Native Americans for Enola v. United States Forest Service, 832 F. Supp. 297 (D. Or. 1993), vacated, 60 F.3d 645 (9th Cir. 1995).

Native Americans for Enola, the Cascade Geographic Society, the Friends of Enola Hill, and Rip Lone Wolf brought suit against the United States Forest Service challenging issuance of a permit that allowed a logging company to use Forest Service roads to haul logs felled on privately owned inholdings. Prior to issuing the permit, the Forest Service had made a finding of "no effect" and notified the Oregon State Historic Preservation Officer (SHPO).

The SHPO responded by asserting that the Forest Service's determination did not meet SHPO standards because the Forest Service failed to consider or survey project areas related to road access. In response, the Forest Service maintained that it had made a reasonable and good faith effort to identify properties in the area of potential effects. Plaintiffs were not satisfied with the Forest Service's actions, contending that the permit was issued without providing the SHPO and the Advisory Council on Historic Preservation an opportunity to comment and without considering and documenting the effect on Enola Hill.

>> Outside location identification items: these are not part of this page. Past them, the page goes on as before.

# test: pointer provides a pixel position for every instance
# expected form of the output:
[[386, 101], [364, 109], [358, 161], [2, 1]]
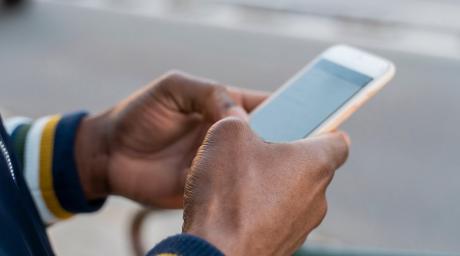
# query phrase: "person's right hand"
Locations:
[[249, 197]]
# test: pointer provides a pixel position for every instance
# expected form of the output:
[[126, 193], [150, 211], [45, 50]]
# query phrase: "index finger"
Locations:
[[248, 99]]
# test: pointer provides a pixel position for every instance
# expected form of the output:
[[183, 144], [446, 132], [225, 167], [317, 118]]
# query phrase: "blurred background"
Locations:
[[400, 189]]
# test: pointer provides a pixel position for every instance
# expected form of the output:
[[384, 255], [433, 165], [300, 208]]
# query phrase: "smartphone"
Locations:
[[322, 95]]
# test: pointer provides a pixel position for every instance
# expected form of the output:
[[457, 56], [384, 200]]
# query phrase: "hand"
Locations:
[[143, 147], [249, 197]]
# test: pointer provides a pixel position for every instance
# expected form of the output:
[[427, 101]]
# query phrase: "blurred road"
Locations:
[[399, 189]]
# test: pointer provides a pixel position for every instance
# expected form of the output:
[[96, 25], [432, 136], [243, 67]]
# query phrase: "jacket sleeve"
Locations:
[[184, 245], [45, 152]]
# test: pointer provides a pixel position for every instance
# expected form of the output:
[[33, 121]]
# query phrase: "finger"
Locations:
[[195, 95], [330, 149], [248, 99]]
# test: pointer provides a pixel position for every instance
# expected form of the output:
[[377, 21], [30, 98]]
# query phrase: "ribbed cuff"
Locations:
[[185, 245], [66, 180]]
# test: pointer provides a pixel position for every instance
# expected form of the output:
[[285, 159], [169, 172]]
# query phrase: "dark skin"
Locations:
[[244, 195], [143, 147], [249, 197]]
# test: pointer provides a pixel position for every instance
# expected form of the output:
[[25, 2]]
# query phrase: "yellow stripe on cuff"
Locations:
[[46, 170]]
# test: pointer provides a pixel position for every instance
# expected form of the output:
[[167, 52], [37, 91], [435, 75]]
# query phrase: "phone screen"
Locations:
[[307, 102]]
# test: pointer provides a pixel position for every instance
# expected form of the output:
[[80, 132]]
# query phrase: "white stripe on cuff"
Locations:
[[12, 123], [32, 167]]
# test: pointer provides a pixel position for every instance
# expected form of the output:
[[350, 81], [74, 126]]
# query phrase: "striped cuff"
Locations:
[[184, 245], [45, 149]]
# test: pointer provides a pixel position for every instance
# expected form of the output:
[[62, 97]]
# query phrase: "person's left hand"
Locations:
[[143, 147]]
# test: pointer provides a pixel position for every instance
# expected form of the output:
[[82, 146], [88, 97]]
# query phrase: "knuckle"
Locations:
[[232, 128], [324, 162], [174, 75], [171, 78]]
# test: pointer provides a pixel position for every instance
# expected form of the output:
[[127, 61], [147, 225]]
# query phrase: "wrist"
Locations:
[[228, 241], [91, 154]]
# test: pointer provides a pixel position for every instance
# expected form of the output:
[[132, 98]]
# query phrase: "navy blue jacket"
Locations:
[[22, 228], [22, 231]]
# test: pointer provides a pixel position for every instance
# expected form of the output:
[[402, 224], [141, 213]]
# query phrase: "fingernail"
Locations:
[[239, 112], [347, 138]]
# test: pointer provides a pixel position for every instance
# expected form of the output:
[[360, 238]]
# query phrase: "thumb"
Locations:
[[331, 149]]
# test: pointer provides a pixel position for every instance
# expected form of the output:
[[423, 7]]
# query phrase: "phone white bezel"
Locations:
[[380, 69]]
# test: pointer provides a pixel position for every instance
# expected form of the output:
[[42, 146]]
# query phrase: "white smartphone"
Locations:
[[322, 95]]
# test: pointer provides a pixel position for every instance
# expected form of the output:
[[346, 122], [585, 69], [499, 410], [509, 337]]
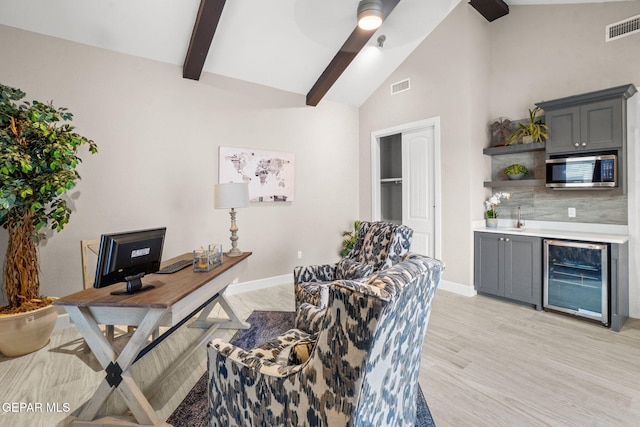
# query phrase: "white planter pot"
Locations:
[[491, 222], [24, 333]]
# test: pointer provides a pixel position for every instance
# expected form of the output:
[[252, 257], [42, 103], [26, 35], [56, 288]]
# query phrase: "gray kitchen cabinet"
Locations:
[[509, 266], [594, 121], [595, 126]]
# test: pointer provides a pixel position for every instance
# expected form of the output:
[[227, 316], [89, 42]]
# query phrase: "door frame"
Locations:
[[375, 171]]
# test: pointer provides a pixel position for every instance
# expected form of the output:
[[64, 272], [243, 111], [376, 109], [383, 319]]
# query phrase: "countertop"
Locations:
[[559, 234]]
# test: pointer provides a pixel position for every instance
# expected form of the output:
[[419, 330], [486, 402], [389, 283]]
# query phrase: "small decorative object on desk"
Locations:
[[207, 259], [491, 208]]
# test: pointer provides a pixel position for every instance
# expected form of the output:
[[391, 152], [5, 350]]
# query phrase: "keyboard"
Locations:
[[175, 267]]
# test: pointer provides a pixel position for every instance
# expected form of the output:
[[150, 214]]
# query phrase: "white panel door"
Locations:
[[418, 188]]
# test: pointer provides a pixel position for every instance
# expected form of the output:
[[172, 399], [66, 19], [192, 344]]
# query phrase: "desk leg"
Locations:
[[117, 368], [234, 321]]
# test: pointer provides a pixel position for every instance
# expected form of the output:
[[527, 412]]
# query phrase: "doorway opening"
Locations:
[[405, 181]]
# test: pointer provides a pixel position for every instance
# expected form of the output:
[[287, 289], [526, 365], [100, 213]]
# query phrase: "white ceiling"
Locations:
[[285, 44]]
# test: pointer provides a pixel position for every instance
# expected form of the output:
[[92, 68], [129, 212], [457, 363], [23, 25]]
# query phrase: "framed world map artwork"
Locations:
[[270, 174]]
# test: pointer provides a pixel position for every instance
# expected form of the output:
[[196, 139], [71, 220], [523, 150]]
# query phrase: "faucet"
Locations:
[[519, 223]]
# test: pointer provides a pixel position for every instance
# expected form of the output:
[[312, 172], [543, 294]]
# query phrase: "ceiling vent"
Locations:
[[401, 86], [622, 28]]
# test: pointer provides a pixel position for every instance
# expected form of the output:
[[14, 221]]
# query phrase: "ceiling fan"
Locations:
[[371, 12]]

The district court disagreed with plaintiffs, finding that the Forest Service had considered appropriate information regarding Enola Hill and issued the permit in compliance with the requirements of Section 106. This was in spite of the fact that the Council had advised the Forest Service that it should submit the Enola Hill site to the Keeper of the National Register of Historic Places for a determination of eligibility as a traditional cultural property. [Ed. note: The Council ultimately sent information on the question of eligibility to the Keeper.] In finding that the Forest Service decision was not arbitrary and capricious and accorded with procedures required by law, the district court observed that the Forest Service searched diligently for historic properties in the Enola Hill area by having specialists and cultural resource technicians conduct several field inventories.

The court noted that significant inventories conducted in past years showed no physical evidence of traditional cultural sites and, further, that the Forest Service had also reviewed existing historical data and sought comments from interested citizens. 832 F. Supp. at 300.

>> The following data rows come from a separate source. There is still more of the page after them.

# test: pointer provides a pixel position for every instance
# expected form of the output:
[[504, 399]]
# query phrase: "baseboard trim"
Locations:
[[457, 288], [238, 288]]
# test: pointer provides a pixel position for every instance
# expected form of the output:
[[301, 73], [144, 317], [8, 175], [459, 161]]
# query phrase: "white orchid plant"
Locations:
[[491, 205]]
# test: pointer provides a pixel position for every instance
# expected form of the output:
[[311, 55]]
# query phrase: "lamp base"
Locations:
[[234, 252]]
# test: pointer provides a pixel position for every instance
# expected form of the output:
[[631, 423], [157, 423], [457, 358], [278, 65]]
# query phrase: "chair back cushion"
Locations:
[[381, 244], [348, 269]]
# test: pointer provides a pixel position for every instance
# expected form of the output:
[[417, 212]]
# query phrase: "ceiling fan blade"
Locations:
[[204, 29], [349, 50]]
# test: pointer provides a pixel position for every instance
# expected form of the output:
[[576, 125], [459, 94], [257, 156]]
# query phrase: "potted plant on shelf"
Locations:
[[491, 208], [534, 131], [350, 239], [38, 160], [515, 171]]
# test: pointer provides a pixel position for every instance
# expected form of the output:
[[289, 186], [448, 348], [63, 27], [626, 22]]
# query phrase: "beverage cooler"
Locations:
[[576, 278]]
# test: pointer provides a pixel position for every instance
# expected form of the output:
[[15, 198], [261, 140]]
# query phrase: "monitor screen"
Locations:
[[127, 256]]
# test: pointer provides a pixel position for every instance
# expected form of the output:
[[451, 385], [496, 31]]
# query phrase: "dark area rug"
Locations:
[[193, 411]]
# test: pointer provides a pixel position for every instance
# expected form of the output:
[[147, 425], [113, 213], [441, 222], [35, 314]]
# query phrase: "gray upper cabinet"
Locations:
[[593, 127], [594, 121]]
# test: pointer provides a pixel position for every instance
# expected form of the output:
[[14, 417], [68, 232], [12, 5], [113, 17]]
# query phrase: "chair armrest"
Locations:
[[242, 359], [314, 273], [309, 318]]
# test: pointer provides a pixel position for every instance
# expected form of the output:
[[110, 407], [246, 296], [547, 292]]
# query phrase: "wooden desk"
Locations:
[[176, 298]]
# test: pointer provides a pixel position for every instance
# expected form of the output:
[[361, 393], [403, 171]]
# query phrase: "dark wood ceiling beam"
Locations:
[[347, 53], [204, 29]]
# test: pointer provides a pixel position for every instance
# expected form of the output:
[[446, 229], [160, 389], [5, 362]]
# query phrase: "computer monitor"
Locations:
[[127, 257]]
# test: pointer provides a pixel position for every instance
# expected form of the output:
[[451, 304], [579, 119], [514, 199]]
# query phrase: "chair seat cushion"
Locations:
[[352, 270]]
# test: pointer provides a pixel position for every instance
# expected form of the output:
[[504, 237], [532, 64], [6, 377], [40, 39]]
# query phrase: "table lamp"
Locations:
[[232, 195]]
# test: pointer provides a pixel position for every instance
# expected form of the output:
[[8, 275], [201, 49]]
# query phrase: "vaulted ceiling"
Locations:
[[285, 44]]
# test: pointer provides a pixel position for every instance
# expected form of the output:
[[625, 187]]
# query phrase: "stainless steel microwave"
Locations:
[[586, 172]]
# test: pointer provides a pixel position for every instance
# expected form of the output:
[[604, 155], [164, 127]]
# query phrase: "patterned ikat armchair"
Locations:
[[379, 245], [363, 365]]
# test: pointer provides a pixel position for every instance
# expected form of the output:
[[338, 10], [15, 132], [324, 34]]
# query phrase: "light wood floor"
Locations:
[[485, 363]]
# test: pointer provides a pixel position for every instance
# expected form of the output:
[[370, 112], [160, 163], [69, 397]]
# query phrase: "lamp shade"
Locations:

Finally, the court was apparently impressed by the fact that the Forest Service had assembled a committee comprised of archeologists, an American Indian, a cultural resource technician, and attorneys who found that no traditional cultural properties existed in the area. Id.

In finding that the Forest Service had complied with Section 106, the district court noted that the Forest Service had numerous communications with the SHPO. A 1989 Memorandum of Agreement (MOA) with the SHPO, in fact, only required the Forest Service to provide data to the SHPO annually on areas surveyed if no cultural resources were found. The district court thus determined that the Forest Service had fulfilled the consultation requirement of 36 C.F.R. § 800.4(b).

Plaintiffs appealed the district court decision, but the Ninth Circuit held that the action was moot.